Namun tidak semua orang senang, dan mengapresiasi gerakan ini. Jika mendengar dan mengikuti omongan mereka, tidak akan ada gerakan apa pun. Kadang suara kritikan dan penolakan perlu didengar namun ada kalanya tidak perlu diikuti,” ujarnya.
Dalam bacaan Injil hari ini kita dengar demikian, “Aku berkata kepadamu, sesungguhnya tidak ada nabi yang dihargai di tempat asalnya.”
Yesus ditolak oleh orang-orang di Nazaret ketika Ia mengunjungi kampung halamannya.
Penolakan itu merupakan bagian dari pengalaman profetik Yesus dan menempatkan Ia pada jajaran pengalaman para nabi di jaman Perjanjian Lama.
Nabi Elia diterima dengan ramah oleh seorang janda dan melakukan mujijat pelipat-gandaan tepung menjadi roti yang dapat dimakan selama masa paceklik 3 tahun 6 bulan. Pada zaman nabi Elisa, murid nabi Elia, ada banyak orang kusta di Israel. Tetapi yang disembuhkan oleh Nabbi Elisa adalah Naaman, orang Siria itu.

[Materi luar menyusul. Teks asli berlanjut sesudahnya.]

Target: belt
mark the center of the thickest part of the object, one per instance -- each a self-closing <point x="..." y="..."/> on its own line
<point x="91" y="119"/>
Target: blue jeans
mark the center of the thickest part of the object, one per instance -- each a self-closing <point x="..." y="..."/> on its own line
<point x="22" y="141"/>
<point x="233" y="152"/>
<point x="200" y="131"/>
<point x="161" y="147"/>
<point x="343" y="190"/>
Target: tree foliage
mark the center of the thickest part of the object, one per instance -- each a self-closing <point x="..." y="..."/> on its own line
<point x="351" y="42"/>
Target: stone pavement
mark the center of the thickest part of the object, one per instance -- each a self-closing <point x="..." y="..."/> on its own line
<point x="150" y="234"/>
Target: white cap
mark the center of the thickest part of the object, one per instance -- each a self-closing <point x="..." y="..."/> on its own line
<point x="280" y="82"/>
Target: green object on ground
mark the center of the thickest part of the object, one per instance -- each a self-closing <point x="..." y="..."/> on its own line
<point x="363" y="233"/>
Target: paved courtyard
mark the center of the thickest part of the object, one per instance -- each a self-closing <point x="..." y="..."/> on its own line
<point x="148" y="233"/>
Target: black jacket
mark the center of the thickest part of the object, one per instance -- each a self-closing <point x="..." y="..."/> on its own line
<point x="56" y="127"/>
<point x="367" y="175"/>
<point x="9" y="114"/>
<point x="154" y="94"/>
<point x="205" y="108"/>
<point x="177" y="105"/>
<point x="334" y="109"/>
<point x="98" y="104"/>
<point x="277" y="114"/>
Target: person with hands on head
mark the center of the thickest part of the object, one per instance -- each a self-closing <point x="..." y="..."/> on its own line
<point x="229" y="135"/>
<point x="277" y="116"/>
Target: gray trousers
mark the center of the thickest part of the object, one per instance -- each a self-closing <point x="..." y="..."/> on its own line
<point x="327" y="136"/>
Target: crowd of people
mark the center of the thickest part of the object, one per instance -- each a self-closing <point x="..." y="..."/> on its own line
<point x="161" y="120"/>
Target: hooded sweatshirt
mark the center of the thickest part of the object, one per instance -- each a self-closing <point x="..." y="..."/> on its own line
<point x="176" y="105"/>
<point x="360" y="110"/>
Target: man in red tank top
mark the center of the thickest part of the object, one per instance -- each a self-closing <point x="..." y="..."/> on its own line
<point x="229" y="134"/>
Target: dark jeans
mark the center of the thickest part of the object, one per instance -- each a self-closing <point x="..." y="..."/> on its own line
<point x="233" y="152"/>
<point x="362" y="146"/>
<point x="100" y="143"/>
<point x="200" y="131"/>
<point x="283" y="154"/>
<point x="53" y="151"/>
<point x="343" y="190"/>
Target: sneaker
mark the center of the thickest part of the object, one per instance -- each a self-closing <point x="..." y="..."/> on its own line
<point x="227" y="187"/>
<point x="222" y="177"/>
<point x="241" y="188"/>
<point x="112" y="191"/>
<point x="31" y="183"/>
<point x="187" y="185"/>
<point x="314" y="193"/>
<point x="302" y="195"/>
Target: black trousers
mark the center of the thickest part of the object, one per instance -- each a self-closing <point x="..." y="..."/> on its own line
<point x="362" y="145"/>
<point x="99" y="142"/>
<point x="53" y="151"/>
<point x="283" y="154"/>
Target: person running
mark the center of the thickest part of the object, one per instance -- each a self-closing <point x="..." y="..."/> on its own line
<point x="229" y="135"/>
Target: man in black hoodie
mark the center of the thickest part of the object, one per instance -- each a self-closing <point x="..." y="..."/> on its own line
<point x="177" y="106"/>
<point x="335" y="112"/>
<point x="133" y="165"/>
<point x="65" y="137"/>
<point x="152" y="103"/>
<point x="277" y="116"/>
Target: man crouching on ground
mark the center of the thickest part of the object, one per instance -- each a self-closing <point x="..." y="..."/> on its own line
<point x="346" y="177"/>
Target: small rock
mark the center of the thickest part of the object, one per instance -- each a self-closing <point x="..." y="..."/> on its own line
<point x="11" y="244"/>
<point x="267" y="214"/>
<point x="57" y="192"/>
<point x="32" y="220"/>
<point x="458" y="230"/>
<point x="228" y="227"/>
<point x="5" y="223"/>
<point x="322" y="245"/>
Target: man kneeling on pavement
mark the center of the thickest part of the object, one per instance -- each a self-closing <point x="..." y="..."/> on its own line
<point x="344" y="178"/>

Keselamatan terjadi hanya dalam sikap keterbukaan dan kesediaan menerima tawaran keselamatan Allah. Janda di Sarfat, Namaan orang Siria, penduduk-penduduk kampung yang tinggal dalam kegelapan menerima kehadiran para utusan Allah dan mendengarkan firmanNya.
Sebaliknya kekerasan hati, ketertutupan dan penolakan terhadap tawaran keselamatan Allah menutup jalan kepada keselamatan dan belaskasih Allah.
Bagaimana dengan diriku?
Apakah aku mau membuka hati akan kebaikan yang disampaikan sesamaku?